If you need more than 4Gb of storage for your SharePoint 2010 environment and blob linking is not for you, working with SQL Server is on your plate. 2010 has a lot of databases, each and every one of which has a role and performance profile. Knowing these can help you squeeze out that extra bit out of your environment.
A typical, or maybe not so depending on your individual needs/budget/etc, SharePoint 2010 environment has the potential to look like this. If yours does not, and almost certainly it does not 🙂 , I’m sure you can see similarities.
Viewing this in a compartmentalized fashion skewed towards where you can gain literal and alluded performance improvements you have roughly three major sections.
A: The database
B: The WFEs
C: The UI / General payload
I’m going to focus on the databases, what they are, and what they do. With knowledge comes power as they say.

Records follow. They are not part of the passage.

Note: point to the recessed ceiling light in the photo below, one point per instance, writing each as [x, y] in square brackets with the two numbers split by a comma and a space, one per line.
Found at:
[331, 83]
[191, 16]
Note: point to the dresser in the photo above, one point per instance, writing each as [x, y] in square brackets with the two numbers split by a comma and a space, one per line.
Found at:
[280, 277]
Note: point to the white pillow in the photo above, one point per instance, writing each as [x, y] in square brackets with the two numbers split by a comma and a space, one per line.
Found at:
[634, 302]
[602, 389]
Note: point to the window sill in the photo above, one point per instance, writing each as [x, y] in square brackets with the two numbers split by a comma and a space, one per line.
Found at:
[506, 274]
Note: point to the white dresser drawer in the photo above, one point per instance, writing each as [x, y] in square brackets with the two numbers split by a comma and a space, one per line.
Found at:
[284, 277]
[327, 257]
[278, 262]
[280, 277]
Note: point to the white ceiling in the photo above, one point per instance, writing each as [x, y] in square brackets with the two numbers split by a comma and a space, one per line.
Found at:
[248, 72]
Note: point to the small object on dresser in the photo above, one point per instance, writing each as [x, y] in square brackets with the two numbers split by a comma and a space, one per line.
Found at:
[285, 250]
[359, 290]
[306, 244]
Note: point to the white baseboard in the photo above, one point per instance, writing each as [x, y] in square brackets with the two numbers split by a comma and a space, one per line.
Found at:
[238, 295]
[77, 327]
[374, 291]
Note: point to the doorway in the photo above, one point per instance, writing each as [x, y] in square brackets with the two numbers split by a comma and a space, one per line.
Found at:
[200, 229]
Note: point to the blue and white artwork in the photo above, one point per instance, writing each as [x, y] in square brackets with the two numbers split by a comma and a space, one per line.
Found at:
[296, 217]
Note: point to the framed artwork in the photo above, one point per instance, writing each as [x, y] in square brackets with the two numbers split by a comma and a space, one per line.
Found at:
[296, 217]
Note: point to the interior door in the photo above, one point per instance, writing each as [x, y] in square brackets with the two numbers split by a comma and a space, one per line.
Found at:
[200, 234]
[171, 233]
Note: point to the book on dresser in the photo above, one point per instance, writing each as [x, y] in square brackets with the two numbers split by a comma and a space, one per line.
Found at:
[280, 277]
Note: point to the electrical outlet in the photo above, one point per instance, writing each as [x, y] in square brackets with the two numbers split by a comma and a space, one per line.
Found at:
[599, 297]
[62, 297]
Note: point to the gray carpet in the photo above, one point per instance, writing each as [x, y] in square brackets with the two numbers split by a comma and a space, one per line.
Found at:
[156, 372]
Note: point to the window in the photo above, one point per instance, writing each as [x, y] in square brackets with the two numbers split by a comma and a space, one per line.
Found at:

So starting with the basics…
A normal installation of SQL drops a couple of databases on the disk.
Expect to see:
- MASTER: Records all system level information for a SQL Server instance. E.g. logins, configuration, and other databases.
- MSDB: Records operators and is used by SQL Server Agent to schedule jobs and alerts.
- MODEL: Is used as the template for all the databases created in the instance.
- TEMPDB: All temporary tables, temporary stored procedures, and anything else that is ‘temporary’ is stored here. Like a cache this is recreated every time the SQL Server instance is started.
- Of these four, only the last one TEMPDB really should be a candidate for its own spindle.
- Size wise, TEMPDB is the only one that you should expect any type of growth from.
- All four scale vertically, as in you can only allow them to grow in size rather than add in extra databases.
- ReportServer: This stores all the metadata for reports such as definitions, history, scheduling, and snapshots. When ReportServer is actually in use the report documents are stored in SharePoint Content databases.
- ReportServerTempDB: When reports are running temporary snapshots are found here.
- Both of these databases must coexist on the same database server.
- They have a heavy read load.
- The ReportServerTempDB can grow if there is heavy use of cached snapshots. Just like with the System databases, all four scale vertically, as in you can only allow them to grow in size rather than add in extra databases.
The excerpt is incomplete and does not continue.